An embodiment of a multi-view real-time human motion, gesture, expression, and texture reconstruction system is described as follows:

step 1: and (5) building a platform. Erecting cameras according to the interval of 3-5 m to enclose a rectangular area, enabling the height of the cameras to be about 1.2m from the ground, and completing calibration of internal reference and external reference of the cameras by using a matlab tool box.

And 2, processing data. And transcoding digital information acquired by the industrial camera into RGB (red, green and blue) images, and detecting by using a pre-trained convolutional neural network to obtain human joint information under each visual angle. And finding out matched joints through multi-purpose constraint conditions to carry out triangulation, thereby obtaining three-dimensional joint coordinates. And (4) re-projecting the three-dimensional skeleton information to obtain a human face and a human hand area, and estimating by using a neural network to obtain corresponding parameters.

And step 3, posture reconstruction.
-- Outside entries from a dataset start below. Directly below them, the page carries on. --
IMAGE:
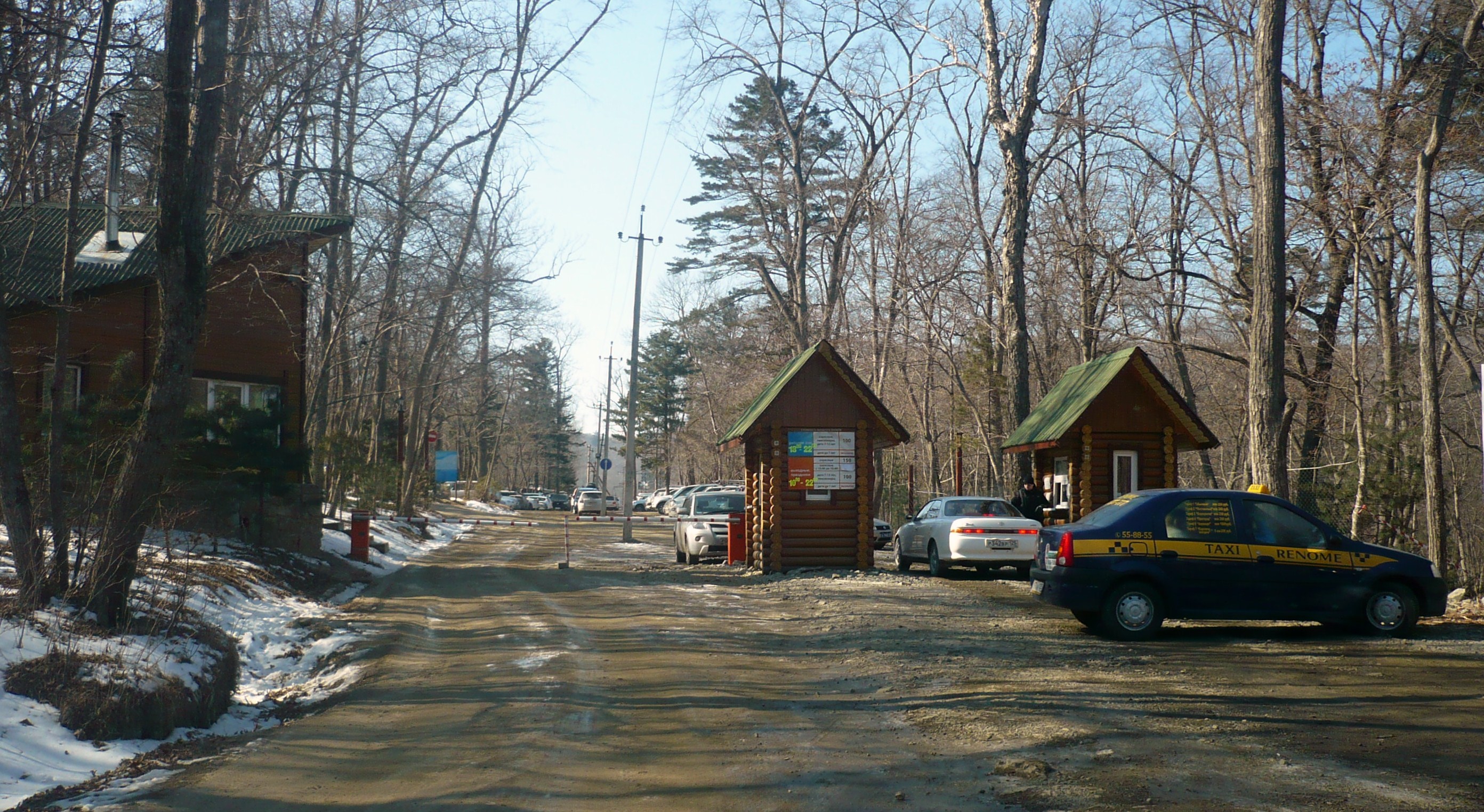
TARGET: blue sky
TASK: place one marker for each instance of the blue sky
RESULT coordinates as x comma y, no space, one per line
594,164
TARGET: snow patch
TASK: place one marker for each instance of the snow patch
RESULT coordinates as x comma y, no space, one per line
292,651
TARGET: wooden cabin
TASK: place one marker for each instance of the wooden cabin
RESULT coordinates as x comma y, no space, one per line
809,441
1110,427
251,348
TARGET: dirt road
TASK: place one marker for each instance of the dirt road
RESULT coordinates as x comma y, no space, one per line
630,682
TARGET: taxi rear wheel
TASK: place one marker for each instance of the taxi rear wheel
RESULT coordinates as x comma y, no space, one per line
1133,611
1391,611
903,563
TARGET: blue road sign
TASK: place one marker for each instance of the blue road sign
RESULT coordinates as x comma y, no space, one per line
446,467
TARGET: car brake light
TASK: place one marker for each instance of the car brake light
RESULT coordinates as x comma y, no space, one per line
1064,551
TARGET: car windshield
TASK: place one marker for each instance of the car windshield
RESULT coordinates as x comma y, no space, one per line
979,508
708,504
1115,511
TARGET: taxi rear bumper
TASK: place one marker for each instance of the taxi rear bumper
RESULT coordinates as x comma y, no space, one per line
1079,590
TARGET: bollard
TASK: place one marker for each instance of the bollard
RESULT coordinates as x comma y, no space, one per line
737,539
566,545
361,537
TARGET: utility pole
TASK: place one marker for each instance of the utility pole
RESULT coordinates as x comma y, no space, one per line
608,413
630,458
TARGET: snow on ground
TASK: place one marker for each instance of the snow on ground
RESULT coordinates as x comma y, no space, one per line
287,645
487,508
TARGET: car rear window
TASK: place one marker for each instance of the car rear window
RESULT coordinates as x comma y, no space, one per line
980,508
719,504
1201,520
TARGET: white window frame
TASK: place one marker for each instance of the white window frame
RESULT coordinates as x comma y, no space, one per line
244,391
75,375
1133,473
1061,482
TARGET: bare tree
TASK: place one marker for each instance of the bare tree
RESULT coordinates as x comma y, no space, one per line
195,76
And estimating and optimizing the posture parameters and the shape parameters of the human body model SMPL by utilizing the three-dimensional joint coordinate information and the human face and hand parameters, stabilizing the result through time domain optimization, and eliminating jitter.

And 4, reconstructing texture. And re-projecting the reconstructed three-dimensional model back to the original image, performing texture mapping, and further predicting surface vertex deviation by using the texture mapping through a neural network to complete surface reconstruction.

All the components in the invention of the present application are the components commonly used in the prior art.

In the above embodiments, the multi-view real-time human motion, gesture, expression and texture reconstruction system provided by the embodiment of the present application can complete estimation of human body posture through deep learning, and can perform fitting and rendering on human body models of multiple people in real time.

The above-described embodiments are merely illustrative of the preferred embodiments of the present invention and do not limit the spirit and scope of the present invention. Various modifications and improvements of the technical solutions of the present invention may be made by those skilled in the art without departing from the design concept of the present invention, and the technical contents of the present invention are all described in the claims.

Claims

1. A multi-viewpoint real-time human body motion, gesture, expression and texture reconstruction system is characterized by comprising the following steps:

2. The system of claim 1, wherein the calibrating the camera internal parameters and the camera external parameters of the plurality of cameras comprises:

3. The system of claim 1, wherein the human body images are collected by the calibrated cameras, transmitted to a collection card of a host through a PCIe interface, transcoded by a cuda program and scaled into a three-channel RGB matrix form to obtain the RGB images.

4. The system of claim 3, wherein the RGB image is corrected by gamma correction to improve the quality of the RGB image.